It had the formatting of a government communication.
It said Iran’s Foreign Minister was flying to Islamabad for a second round of mediation talks between Tehran and Washington.
Pakistan, the message implied, was the indispensable bridge between two great powers.
By noon, the BBC had it.
Al Jazeera had it.
Reuters had it.
A television network with forty million viewers had it.
Three of these journalists had been in such a hurry, so eager to be first, that they had copy-pasted the message verbatim.
Including the original quotation marks in one case.
The source’s own punctuation, sitting there in the published article.
Like a Business Card left at the scene.
By evening, Tehran had denied everything.
Iran’s Foreign Minister had, in fact, stated publicly two weeks earlier that talks with Washington were simply not going to happen.
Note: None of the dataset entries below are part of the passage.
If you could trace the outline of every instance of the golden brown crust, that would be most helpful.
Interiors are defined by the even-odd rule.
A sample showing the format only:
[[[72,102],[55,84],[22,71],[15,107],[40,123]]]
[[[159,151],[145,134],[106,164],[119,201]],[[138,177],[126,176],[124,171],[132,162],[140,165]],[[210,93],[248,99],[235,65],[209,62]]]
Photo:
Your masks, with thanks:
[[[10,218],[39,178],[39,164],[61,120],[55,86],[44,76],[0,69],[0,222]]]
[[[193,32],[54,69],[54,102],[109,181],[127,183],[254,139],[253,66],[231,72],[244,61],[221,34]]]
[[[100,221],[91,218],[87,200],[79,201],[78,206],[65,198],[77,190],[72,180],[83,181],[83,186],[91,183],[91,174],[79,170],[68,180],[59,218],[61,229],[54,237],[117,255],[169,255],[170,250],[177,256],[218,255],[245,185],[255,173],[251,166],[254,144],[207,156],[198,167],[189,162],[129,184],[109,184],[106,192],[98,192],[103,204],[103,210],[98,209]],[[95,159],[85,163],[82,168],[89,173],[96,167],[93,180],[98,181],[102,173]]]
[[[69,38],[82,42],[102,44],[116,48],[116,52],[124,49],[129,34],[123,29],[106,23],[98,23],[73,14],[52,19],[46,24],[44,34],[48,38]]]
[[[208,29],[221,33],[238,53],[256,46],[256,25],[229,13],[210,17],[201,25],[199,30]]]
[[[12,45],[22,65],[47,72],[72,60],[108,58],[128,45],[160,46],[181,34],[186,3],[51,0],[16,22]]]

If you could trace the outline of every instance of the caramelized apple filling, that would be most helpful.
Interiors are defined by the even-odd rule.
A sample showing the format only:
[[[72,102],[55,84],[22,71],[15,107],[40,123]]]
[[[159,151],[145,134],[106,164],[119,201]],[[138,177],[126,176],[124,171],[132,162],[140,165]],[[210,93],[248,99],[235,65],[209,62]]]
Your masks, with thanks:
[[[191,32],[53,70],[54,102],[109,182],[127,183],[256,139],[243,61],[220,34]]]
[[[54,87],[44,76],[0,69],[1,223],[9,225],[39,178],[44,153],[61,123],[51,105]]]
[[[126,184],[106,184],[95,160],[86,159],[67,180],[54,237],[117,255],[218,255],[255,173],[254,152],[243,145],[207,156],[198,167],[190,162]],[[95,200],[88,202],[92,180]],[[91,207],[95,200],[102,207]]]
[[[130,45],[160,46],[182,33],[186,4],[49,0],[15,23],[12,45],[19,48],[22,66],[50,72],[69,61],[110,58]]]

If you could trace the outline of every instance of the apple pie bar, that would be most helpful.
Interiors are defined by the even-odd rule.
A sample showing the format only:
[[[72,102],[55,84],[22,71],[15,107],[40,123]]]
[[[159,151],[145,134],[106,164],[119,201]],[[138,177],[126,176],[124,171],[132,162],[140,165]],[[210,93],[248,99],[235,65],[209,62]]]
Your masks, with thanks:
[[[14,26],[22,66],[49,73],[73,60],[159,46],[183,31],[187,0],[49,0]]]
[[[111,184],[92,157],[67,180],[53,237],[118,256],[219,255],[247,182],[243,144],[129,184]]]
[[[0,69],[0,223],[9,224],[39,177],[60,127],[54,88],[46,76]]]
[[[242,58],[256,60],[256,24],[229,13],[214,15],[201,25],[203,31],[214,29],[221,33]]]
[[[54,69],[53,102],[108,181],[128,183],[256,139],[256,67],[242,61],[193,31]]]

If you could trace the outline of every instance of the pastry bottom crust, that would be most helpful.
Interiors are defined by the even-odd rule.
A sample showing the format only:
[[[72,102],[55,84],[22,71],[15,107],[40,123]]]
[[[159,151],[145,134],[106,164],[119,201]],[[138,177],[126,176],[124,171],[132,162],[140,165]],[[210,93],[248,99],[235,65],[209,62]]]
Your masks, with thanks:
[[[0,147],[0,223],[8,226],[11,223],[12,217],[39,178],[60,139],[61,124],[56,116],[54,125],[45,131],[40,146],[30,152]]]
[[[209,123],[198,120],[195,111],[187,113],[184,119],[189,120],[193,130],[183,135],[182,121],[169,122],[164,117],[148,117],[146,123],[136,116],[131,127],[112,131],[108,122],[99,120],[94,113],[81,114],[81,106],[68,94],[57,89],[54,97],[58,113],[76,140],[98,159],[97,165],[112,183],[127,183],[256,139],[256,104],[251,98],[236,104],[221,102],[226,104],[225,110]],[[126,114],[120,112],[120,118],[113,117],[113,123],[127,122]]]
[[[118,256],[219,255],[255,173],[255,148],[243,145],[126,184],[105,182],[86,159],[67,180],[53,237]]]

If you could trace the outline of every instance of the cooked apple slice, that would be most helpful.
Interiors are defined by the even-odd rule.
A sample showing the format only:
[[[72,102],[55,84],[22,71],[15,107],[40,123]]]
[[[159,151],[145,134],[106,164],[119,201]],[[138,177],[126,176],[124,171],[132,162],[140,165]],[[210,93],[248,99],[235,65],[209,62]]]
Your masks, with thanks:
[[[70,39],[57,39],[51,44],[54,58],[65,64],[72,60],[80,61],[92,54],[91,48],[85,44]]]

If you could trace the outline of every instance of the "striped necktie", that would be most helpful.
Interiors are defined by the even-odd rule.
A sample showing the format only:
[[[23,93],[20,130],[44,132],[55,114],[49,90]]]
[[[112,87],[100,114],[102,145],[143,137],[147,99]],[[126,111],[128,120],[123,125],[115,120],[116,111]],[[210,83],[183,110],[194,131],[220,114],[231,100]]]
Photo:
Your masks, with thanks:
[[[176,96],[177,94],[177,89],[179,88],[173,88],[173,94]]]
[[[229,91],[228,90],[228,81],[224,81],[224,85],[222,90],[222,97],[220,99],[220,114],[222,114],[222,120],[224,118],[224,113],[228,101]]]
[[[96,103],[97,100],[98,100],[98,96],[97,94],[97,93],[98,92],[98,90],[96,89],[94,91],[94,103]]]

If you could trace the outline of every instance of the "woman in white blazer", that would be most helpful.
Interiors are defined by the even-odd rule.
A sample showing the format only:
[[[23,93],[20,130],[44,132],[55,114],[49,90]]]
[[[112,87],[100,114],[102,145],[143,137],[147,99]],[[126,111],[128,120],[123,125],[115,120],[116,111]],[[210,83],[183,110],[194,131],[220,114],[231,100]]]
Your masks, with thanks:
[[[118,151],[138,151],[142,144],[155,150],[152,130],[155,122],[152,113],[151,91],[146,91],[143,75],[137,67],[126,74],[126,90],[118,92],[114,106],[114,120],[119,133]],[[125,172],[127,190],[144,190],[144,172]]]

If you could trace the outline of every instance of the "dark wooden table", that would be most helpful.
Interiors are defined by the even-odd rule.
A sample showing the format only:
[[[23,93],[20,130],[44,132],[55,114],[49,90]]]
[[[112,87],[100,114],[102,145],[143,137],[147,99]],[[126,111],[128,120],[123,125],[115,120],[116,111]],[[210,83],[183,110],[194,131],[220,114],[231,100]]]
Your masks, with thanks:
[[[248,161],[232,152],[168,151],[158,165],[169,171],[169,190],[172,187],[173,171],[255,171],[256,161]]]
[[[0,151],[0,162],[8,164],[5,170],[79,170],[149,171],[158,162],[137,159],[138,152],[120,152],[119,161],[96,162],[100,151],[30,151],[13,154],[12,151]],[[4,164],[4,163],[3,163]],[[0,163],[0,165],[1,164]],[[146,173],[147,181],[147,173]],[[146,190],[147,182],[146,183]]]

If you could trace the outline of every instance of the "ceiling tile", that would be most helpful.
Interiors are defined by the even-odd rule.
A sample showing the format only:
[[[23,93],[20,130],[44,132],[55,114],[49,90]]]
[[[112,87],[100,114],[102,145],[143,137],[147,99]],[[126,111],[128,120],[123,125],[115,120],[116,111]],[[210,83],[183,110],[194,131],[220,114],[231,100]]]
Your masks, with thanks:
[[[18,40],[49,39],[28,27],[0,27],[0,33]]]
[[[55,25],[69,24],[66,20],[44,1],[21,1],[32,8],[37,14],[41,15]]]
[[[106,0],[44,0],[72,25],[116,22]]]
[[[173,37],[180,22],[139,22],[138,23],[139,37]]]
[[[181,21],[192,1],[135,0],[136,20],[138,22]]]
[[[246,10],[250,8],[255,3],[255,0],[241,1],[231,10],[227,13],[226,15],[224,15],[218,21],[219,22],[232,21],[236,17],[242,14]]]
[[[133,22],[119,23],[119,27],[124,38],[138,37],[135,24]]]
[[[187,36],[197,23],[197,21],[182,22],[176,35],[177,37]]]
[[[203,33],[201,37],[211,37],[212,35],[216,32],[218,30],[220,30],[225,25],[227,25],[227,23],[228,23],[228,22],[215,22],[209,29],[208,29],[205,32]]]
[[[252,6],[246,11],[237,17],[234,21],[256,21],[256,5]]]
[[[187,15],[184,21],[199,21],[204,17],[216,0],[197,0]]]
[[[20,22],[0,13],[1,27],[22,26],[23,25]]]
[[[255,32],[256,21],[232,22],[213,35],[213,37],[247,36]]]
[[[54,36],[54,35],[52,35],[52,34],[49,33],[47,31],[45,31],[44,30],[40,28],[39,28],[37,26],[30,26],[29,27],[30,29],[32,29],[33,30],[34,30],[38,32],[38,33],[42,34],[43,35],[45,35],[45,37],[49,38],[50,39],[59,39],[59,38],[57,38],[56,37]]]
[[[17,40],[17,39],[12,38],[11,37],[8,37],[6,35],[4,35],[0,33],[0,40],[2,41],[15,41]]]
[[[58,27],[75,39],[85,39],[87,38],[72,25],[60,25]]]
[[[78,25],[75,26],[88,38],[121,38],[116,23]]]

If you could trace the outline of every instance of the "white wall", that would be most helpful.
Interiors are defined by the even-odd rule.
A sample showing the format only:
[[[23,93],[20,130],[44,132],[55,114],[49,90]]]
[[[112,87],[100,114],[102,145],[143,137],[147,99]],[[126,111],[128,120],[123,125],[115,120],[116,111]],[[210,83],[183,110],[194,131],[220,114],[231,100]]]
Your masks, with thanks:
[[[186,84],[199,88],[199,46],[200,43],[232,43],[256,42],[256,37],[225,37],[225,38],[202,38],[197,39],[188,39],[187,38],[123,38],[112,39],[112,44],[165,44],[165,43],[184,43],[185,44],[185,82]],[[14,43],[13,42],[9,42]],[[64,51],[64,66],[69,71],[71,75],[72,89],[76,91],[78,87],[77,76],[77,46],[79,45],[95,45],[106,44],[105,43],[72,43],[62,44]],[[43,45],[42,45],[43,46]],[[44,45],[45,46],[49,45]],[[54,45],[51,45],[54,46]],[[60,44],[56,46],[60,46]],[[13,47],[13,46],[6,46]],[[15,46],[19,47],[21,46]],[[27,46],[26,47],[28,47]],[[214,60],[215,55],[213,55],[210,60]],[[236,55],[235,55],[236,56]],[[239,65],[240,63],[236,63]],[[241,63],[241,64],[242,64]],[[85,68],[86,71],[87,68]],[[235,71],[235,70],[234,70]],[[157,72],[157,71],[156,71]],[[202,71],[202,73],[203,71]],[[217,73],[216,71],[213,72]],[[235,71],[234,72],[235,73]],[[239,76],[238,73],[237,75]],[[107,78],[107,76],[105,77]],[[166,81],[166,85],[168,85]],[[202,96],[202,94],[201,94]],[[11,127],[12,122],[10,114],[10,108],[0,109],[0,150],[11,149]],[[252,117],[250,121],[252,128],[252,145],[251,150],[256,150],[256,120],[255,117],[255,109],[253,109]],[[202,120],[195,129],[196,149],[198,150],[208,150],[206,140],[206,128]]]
The whole story was a fabrication.
A classic influence operation, designed and distributed by Pakistan’s military PR machinery, the ISPR, to make Islamabad look like a global peacemaker, it most certainly is not.
The corrections came.
Quietly. Briefly.
On inside pages and in small social media posts that nobody retweeted.
The original story had already done its work.
In Islamabad, someone was very pleased with himself.
In New Delhi, K.R. Ramana was not pleased.
But he was not surprised either.
He had seen this before.
Many times.
What surprised him was that, after twenty-six years, India had still not built a serious response.
Until now.
He opened a document he had been working on for three years.
He made two additions.
He closed his laptop.
ACT 1: THE GHOST IN THE BOARDROOM
Let us first understand something that most Indians either do not know or prefer not to say aloud.
Pakistan, with a GDP roughly one-tenth of India’s, with a literacy rate that trails ours, with an economy held together by IMF loans and Saudi charity, has somehow managed to place its people, its narratives, and its framing inside the most influential media houses, think tanks, and policy circles in the Western world.
Fewer than one percent of influential voices in global English-language media are Indian.
Not even one percent.
Not because Indians lack ability.
Not because we lack money.
We have plenty of that now.
But because we never took this battlefield seriously.
We were busy debating each other on television, producing the highest number of news channels in the world, most of them shouting at each other about things that the rest of the world neither knows nor cares about.
Meanwhile, Qatar, a country with three million people, built Al Jazeera.
Russia built RT.
Even tiny nations have understood that a media presence is a national security asset.
We haven’t.
And when our own journalists went abroad and became prominent, a disturbing proportion of them found that the fastest route to credibility in Western media circles was to criticise India.
To confirm what Western editors already believed.
To be, in the memorable phrase of one of Ramana’s analysts, a Brown Sepoy, an Indian face delivering a colonial-era narrative, mistaking self-deprecation for sophistication.
Ramana had watched all of this for twenty-six years.
He had watched Kashmir terror attacks finding little space in the Western headlines, and disappearing quickly, while smaller incidents elsewhere ran for days.
He had watched fabricated stories about Indian military aggression circulate for forty-eight hours, long enough to become received wisdom, before any correction appeared.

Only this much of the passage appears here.